Dans «l’obscurité de la solitude» (p. 258) que l’auteur s’impose, la mémoire lit, invente, construit son univers à travers le regard subjectif qu’elle porte sur les faits, par les liens qu’elle tisse entre les événements. Car l’essentiel semble là : cette errance dans les labyrinthes de la mémoire permet de créer des connexions, des relations entre les divers faits isolés pour leur trouver une vérité. Rien n’est définitif, rien ne commence ni ne finit mais, de génération en génération, se répète, se prolonge comme le feraient des vases communicants, la réalité ressemblant «à l’un de ces coffrets chinois : une infinité de boîtes contenant d’autres boîtes» (p. 183). Et l’écriture est toujours là, partout, dans ces lieux et ces objets qui s’interpellent.
 
Surgit alors cela même qui «hante» le narrateur, «l’absence du père, cette malédiction» (p. 183).

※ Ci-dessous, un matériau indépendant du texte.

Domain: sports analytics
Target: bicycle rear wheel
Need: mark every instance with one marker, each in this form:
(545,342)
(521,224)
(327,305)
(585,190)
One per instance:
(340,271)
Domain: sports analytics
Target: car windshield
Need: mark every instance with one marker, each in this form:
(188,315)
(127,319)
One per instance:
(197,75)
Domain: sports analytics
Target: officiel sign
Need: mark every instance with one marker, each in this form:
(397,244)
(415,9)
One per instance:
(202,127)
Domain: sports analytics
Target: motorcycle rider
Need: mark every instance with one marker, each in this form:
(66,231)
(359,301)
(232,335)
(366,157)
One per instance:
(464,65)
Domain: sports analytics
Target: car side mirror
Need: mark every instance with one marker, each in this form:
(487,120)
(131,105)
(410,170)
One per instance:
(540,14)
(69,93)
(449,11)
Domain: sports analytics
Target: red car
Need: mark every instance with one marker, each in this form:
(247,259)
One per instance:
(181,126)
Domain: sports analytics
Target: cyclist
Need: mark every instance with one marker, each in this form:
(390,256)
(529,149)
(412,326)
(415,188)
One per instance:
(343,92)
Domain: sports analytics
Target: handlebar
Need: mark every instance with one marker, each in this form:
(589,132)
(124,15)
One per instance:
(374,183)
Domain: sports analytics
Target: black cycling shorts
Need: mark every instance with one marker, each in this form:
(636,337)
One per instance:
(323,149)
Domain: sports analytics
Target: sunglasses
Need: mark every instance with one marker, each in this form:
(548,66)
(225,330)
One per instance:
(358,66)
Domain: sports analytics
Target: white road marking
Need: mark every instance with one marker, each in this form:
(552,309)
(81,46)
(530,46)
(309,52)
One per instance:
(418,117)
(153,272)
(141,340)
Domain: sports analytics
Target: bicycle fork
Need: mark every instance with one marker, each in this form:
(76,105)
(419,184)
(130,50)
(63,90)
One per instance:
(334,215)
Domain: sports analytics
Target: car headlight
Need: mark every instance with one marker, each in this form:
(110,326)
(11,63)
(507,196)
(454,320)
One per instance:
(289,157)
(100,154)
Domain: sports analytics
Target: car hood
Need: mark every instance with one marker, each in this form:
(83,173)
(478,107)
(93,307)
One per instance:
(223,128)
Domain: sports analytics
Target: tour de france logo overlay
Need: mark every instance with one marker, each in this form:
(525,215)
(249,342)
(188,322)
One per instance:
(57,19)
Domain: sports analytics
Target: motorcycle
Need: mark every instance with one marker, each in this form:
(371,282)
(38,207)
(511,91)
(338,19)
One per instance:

En réponse à cette absence, Auster doit construire son identité et la cohérence de la vie en donnant à lire les coïncidences qui traversent son histoire personnelle. Si Auster écrit la mémoire de ces événements qui «riment», c’est pour se sauver, oui, mais aussi pour sauver le père. Par cette parole qui assure à l’écrivain réparation et continuation, le père devient présent, lui aussi sauvé de la mort par l’écriture. Comme le Pinocchio de Collodi, et comme Schéhérazade, tous deux très présents dans ces pages où se lient errance, solitude et hasard, le narrateur, en assumant la paternité du récit, acquiert une vie, sauve la mort de la mort elle-même. «Le fils sauve le père» (p. 209) et, père à son tour, se donne vie, comme dans le récit de Collodi où la marionnette sauve Gepetto et devient ainsi un vrai petit garçon. L’écrivain, comme Pinocchio et Schéhérazade, s’écrit lui-même et, acceptant de s’égarer dans les méandres du souvenir, retrouve peu à peu une présence à autrui. «Un déracinement, donc, qui rappelle un autre enracinement, très antérieur, de la conscience» (p. 233) et qui permet mémoire, écriture et vie.
 
«L’invention de la solitude. Histoires de vie et de mort» (p. 234) postule finalement que l’écriture est acte de mémoire, que la mémoire est familiale, c’est-à-dire à la fois communauté de pères et communauté littéraire, et que le langage n’est pas vérité mais vision de la vérité, «manière d’exister dans l’univers» (p. 253). Et pour Auster, «l’histoire de la mémoire est celle du regard» (p. 242) que l’on porte sur elle.